You can use the unicode module in OTP to test for valid UTF-8 encoding.

Here is an example:

iex(1)> latin1_list = [66,106,246,114,110]
[66, 106, 246, 114, 110]
iex(2)> utf8_list = [66,106,195,182,114,110]
[66, 106, 195, 182, 114, 110]
iex(3)> :unicode.characters_to_binary(:erlang.list_to_binary(latin1_list))
{:error, "Bj", <<246, 114, 110>>}
iex(4)> :unicode.characters_to_binary(:erlang.list_to_binary(utf8_list))
"Björn"
iex(5)>

The unicode:characters_to_binary/1 function accepts either a list or a binary as input. If the input is a list, it expects that each element in the list is a single Unicode codepoint. Since your input list is a list of bytes, it is not appropriate to use the input list directly. Instead, it must be converted to a binary. When given a binary, unicode:characters_to_binary/1 expects that the characters in the binary are encoded in UTF-8. If the binary is indeed encoded in UTF-8, the return value will be the same binary. If it is not properly encoded in UTF-8, an error tuple will be returned instead.

If the list was not encoded in UTF-8, here is how to convert it to a UTF-8 encoded binary, using unicode:characters_to_binary/2:

iex(5)> :unicode.characters_to_binary(:erlang.list_to_binary(latin1_list), :latin1)
"Björn"

NobbZ · February 9, 2019, 7:50am

It is impossible to infer the enccoding just from the bytes.

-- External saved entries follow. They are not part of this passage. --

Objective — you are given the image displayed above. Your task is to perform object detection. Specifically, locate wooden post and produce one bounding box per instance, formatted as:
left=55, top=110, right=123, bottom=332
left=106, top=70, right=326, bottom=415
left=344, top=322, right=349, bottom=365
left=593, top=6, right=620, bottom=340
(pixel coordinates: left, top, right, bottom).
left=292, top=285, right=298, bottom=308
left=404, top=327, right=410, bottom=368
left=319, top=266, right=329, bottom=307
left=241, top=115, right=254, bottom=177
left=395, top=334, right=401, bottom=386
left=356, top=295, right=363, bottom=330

<<64, 65, 66>> is probably valid in any 8bit encoding that ever existed, you will never know if this is meant to be ASCII, latin, or EBCDIC without someone telling you! If its ASCII or latin1, you can both treat the same, but if its EBCDIC you are lost.

bjorng · February 9, 2019, 8:31am

That blog post was written in 2015. At the time, the suggested solution might have been the best way to test for UTF-8 encoding.

Today, it’s easier to use the unicode module or binary matching:

  def is_valid_utf8?(<<_ :: utf8, rest :: binary>>), do: is_valid_utf8?(rest)
  def is_valid_utf8?(<<>>), do: :true
  def is_valid_utf8?(<<_ :: binary>>), do: :false

(Using the unicode module as shown in my previous post is probably faster, but will build more garbage.)

ConnorRigby · February 9, 2019, 8:34am

Hey I’m all about using language built-ins. I learned something.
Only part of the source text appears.